Server Request Policy
Configure deterministic responses when you intentionally want app-server approval flows:
providers:
- id: openai:codex-app-server:gpt-5.4
config:
sandbox_mode: workspace-write
approval_policy: on-request
server_request_policy:
command_execution: decline
file_change: decline
user_input:
severity: high
mcp_elicitation:
action: accept
content:
severity: low
_meta:
source: promptfoo
permissions:
scope: session
permissions:
network:
enabled: true
fileSystem:
read:
- /tmp/fixture
write: null
dynamic_tools:
classify:
success: true
text: '{"label":"safe"}'
For command execution approvals, command_execution may also be an app-server decision object:
server_request_policy:
command_execution:
applyNetworkPolicyAmendment:
network_policy_amendment:
host: registry.npmjs.org
action: allow
Legacy execCommandApproval and applyPatchApproval callbacks are also handled for older app-server versions. Advanced command decision objects are only supported on the modern item/commandExecution/requestApproval flow.
Structured Output
providers:
- id: openai:codex-app-server:gpt-5.4
config:
sandbox_mode: read-only
output_schema:
type: object
properties:
summary:
type: string
risks:
type: array
items:
type: string
required: [summary, risks]
additionalProperties: false
prompts:
- 'Return a JSON review summary for this repo.'
tests:
- assert:
- type: is-json
The final app-server response is returned as a string. Use is-json or a JavaScript assertion to parse it.
Prompt Inputs
Plain text prompts work as usual. To include images, skills, or mentions, pass a JSON array:
[
{ "type": "text", "text": "$skill-creator Write a test plan for this provider." },
{ "type": "image", "url": "https://example.com/screenshot.png" },
{ "type": "local_image", "path": "/Users/me/screenshots/failure.png" },
{
"type": "skill",
"name": "skill-creator",
"path": "/Users/me/.codex/skills/skill-creator/SKILL.md"
},
{
"type": "mention",
"name": "workspace",
"path": "app://connector/resource"
}
]
Supported input item types are text, image, local_image, localImage, skill, and mention.
Metadata
The provider records app-server details for assertions and debugging:
providerResponse.metadata.codexAppServer.threadId;
providerResponse.metadata.codexAppServer.turnId;
providerResponse.metadata.codexAppServer.itemCounts;
providerResponse.metadata.codexAppServer.items;
providerResponse.metadata.codexAppServer.serverRequests;
Command output, tool arguments, and approval metadata are sanitized before they are placed in metadata or tracing attributes.
Tracing
Promptfoo wraps each provider call in a GenAI span. The app-server provider also creates item-level spans for completed command, file, MCP, dynamic tool, reasoning, search, and agent-message items.

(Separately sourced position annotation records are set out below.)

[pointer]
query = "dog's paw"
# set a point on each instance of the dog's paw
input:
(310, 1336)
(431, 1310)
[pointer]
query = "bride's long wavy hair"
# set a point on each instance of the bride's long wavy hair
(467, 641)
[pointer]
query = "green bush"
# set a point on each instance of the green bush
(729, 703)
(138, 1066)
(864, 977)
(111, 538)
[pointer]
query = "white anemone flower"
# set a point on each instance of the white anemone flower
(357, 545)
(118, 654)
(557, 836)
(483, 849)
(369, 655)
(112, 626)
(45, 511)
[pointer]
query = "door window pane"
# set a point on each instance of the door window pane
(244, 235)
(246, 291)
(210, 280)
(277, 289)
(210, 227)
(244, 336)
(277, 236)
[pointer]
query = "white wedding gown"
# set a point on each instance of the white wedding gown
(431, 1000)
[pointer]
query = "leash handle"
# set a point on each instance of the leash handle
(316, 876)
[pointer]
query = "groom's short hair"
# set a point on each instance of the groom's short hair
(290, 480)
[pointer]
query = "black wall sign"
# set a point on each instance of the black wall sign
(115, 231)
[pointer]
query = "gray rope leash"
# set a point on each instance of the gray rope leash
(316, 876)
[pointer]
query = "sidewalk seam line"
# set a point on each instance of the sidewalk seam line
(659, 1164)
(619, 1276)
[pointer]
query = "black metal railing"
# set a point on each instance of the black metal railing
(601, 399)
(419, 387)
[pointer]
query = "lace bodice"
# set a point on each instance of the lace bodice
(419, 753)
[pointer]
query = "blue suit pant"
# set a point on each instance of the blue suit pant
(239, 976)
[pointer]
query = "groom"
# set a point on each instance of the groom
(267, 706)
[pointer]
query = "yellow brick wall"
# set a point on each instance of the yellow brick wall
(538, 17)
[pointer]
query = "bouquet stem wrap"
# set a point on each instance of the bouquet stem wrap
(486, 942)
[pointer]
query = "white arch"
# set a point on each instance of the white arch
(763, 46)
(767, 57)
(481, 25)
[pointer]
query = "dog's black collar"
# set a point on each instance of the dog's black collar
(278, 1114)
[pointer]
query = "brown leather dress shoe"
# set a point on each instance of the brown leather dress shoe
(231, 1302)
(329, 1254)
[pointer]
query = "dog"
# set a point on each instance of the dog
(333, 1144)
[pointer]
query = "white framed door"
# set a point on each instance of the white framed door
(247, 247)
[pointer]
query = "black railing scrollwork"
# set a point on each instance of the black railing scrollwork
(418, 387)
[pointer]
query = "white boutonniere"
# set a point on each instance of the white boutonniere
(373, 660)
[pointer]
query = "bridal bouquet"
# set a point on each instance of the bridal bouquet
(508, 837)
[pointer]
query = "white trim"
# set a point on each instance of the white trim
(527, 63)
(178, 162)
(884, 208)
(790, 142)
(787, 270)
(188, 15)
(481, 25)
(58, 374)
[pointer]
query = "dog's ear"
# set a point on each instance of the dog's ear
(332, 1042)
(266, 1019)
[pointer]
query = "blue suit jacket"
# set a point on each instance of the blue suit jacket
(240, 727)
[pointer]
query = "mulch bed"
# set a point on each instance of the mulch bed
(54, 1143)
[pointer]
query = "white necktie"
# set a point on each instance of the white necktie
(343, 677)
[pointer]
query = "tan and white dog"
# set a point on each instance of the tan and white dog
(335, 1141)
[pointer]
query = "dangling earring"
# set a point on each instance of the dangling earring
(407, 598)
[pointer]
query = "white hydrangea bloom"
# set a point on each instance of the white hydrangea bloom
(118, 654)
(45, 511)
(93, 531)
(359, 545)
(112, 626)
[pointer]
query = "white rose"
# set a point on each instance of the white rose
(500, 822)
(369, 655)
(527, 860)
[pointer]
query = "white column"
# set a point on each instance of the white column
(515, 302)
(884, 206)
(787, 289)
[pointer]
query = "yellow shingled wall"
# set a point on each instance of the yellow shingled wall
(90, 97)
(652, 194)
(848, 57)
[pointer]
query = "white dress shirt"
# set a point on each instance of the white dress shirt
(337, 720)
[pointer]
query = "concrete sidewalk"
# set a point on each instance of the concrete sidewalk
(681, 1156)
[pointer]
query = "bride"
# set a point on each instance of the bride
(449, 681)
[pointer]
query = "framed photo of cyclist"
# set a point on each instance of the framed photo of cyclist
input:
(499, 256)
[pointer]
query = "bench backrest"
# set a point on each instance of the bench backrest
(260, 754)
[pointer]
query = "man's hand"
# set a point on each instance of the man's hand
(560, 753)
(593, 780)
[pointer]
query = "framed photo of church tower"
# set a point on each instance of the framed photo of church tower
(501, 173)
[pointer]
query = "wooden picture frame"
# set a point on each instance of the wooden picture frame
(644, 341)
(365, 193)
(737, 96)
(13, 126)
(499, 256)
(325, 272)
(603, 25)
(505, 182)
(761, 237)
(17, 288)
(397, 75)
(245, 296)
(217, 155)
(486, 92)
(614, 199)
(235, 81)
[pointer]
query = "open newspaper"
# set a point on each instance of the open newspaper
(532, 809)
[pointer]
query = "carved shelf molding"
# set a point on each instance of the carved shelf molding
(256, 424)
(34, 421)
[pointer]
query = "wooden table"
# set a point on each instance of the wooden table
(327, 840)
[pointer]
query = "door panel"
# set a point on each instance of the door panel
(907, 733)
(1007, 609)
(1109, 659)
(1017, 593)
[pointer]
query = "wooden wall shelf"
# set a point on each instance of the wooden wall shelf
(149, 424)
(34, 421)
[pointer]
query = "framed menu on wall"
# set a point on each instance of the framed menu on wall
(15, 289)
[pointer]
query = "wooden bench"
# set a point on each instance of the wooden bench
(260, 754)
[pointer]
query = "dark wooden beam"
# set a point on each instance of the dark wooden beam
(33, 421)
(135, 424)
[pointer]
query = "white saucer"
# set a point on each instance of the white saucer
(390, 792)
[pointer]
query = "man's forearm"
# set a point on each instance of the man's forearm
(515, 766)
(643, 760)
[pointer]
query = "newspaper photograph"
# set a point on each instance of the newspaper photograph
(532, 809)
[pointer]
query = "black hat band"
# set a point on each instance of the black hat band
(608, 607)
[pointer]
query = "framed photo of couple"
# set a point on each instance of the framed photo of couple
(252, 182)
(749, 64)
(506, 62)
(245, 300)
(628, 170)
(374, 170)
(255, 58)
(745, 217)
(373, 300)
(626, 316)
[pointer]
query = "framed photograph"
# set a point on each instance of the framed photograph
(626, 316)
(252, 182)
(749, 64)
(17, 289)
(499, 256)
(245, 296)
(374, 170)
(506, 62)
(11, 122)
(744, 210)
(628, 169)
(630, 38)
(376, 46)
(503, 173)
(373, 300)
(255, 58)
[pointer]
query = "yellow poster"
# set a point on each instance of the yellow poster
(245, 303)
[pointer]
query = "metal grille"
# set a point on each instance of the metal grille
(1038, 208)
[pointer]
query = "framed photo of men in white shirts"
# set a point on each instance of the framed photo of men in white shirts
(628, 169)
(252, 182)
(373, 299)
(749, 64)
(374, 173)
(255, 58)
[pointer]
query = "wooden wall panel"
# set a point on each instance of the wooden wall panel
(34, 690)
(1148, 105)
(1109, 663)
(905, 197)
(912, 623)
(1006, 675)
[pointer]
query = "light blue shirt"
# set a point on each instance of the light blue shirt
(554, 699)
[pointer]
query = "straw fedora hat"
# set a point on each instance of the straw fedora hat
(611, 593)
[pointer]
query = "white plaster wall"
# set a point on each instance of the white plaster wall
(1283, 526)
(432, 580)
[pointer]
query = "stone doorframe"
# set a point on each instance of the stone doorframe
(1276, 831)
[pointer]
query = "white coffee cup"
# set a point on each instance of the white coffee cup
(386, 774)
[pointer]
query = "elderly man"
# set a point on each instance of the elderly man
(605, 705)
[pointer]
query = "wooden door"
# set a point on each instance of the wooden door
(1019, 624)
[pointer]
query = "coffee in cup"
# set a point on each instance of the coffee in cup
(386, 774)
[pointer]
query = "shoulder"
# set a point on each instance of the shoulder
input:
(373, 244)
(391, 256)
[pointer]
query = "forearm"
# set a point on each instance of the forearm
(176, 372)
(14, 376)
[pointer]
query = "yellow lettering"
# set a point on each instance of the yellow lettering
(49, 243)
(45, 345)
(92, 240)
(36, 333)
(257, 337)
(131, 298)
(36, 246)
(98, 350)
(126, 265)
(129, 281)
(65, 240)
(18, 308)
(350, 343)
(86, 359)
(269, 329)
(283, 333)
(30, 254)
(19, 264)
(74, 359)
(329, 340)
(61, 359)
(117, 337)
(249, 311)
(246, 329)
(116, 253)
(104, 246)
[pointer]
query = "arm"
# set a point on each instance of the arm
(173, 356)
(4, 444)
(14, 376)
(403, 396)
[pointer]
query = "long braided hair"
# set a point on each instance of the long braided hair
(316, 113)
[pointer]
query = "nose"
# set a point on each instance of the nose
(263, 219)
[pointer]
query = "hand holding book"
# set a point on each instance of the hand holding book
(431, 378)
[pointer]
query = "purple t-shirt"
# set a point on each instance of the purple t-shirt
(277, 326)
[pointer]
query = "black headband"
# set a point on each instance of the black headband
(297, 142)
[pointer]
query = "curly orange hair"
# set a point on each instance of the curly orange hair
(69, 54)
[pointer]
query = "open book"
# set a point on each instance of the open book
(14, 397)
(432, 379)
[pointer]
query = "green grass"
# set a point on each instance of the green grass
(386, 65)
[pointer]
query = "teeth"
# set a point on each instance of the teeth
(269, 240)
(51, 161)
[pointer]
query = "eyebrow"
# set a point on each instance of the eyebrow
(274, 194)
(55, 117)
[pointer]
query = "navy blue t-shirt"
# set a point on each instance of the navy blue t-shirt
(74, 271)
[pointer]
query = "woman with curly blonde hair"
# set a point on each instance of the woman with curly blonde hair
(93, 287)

Enable deeper app-server tracing by setting deep_tracing: true with Promptfoo's OpenTelemetry tracing enabled. Deep tracing starts a fresh app-server process for each row so the child process can receive the active trace context. Reusable app-server process and persistent thread pooling are disabled in this mode; explicit thread_id resumes are still serialized so parallel rows do not overlap turns on the same Codex thread.
Local Verification
Run from the repository root:
npm run local -- eval -c examples/openai-codex-app-server/promptfooconfig.yaml --no-cache
Use --env-file .env if your API key is stored there.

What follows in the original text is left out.